Ana békoa’h – « De grâce, par la puissance de la grandeur de Ta droite »
Cette prière recèle un sens mystique profond. Elle est attribuée à Rabbi Né’hounia ben Hakana, un Sage qui vécut à l’époque de la destruction du Second Temple.
Ce poème liturgique comporte sept vers de six mots chacun. Ses quarante-deux mots correspondent ainsi aux lettres de l’un des Noms sacrés de D.ieu.
- À ce stade de l’office, après avoir récité la prière « Ribone haolamim » et avant d’entamer le chapitre de la Michna intitulé « Ézéhou mékomane », on se lève et l’on met le talith et les téfilines. Voir plus haut, p. 42.
Ézéhou mékomane – « Quel est l’emplacement des offrandes ? »
À présent, nous récitons un chapitre entier du traité Zéva’him, pour mentionner un passage de la Michna.
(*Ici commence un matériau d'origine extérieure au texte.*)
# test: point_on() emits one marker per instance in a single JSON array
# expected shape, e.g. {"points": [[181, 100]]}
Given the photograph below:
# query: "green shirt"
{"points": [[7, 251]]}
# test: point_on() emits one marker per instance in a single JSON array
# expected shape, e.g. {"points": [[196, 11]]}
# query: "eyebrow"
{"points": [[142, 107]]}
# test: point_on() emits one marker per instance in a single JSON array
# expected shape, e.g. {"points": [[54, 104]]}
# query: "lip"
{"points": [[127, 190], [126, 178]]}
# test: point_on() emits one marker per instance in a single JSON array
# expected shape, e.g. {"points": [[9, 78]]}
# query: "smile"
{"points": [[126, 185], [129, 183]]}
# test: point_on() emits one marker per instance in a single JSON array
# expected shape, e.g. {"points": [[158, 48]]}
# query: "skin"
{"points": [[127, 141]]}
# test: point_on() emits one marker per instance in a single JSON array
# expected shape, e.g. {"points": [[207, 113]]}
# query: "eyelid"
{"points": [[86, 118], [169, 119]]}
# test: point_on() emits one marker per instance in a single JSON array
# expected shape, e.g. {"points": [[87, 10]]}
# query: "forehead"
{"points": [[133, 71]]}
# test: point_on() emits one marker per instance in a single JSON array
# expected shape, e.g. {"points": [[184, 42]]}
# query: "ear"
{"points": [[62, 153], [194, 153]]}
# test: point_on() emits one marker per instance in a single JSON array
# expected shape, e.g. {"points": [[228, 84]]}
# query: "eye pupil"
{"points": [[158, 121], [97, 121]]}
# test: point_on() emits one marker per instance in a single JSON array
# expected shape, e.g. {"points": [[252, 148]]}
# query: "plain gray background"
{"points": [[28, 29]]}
Ce texte a été spécifiquement choisi à ce titre car, contrairement à la majorité des autres chapitres de la Michna, il ne rapporte aucune divergence d’avis entre les Sages. Or, comme il n’est rien de plus précieux au monde que la paix, ce chapitre représente notre prière pour la paix.
L’enseignement de Rabbi Ichmaël
Ce texte, extrait du Midrach « Torat Kohanim », appartient au domaine du Talmud. Il énumère les treize différentes méthodes par lesquelles les lois sont déduites des versets de la Torah.
Ces treize modes d’exégèse s’inscrivent eux-mêmes dans la tradition que Moïse reçut directement de D.ieu au mont Sinaï.
Nous concluons ce passage avec la récitation d’une courte prière : « Yéhi ratsone … – Puisse Ta volonté être, Éternel notre D.ieu et D.ieu de nos pères, que le Temple soit reconstruit rapidement, de nos jours, et accorde-nous notre part dans Ta Torah. »
Tous ces textes d’introduction peuvent être récités individuellement, même sans la présence de dix hommes. Le Kaddich, qui précède Hodou, marque le début « officiel » de la prière collective de Cha’harit, dirigée par l’officiant.